Now, admittedly, it could very well be that someone else’s actions resulted in your circumstances. Your company was acquired and you were downsized. Your girlfriend fell out of love with you and left. The City passed a new ordinance and you can no longer keep chickens in your backyard. Expecting them to or insisting that they change the way they behave in order to please you, though, is a fool’s game. It’s simply not going to happen.
It’s both tempting and easy to blame CNN, Facebook, the politicians or your parents for whatever is happening around you. But it does you no good at all. Because, at the end of the day, it’s you who is doing the worrying, you who is losing sleep and you who is suffering the high blood pressure. Since none of the rest of them are stepping up to bring an end to your anxiety, if it’s going to happen, it’s up to you.
The first step is to resign your membership in the Complaining Club. The other members are the people in your life who can simply walk into the room and completely drain you of energy. They bring the tension, the stress and the anxiety with them and they love to share it around.
Avoid those people who drag you down. Stay away from the ones who always bring the conversation back to what’s wrong. And in those times when you can’t avoid the worry-monger, keep the chat short and follow it immediately with an uplifting treat for yourself.
Step two is to actively seek out the ones who lift you up and make you feel alive. There are others in your life, too. They point out the beautiful blue sky and the elderly couple holding hands. They pass along the good news and the uplifting stories. They’re the ones who always leave you feeling better than you did before they came. And they’re not just Pollyanna. They bring the genuine energy, the enthusiasm, the optimism and the encouragement.

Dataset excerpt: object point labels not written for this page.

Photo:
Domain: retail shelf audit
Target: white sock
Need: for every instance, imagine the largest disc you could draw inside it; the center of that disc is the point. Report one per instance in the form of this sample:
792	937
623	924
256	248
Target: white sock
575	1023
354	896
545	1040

All emotions are contagious. Run from the toxic ones and seek out and breathe deeply from the uplifting ones.
Blaming or complaining about the government, the weather, the traffic, big corporations, your spouse, your kids, your parents or anyone or anything else that appears to be the source of your discomfort might feel good for a while because it takes the responsibility off your shoulders.
But therein lies the problem. When you pin the blame on a person or circumstance outside yourself, you also surrender any opportunity to make things better. Because as long as the government, the weather, big pharma or your mother continue to behave as they do, you’re stuck. By assuming 100% responsibility for what happens next, you take 100% of the power to resolve the problem for yourself.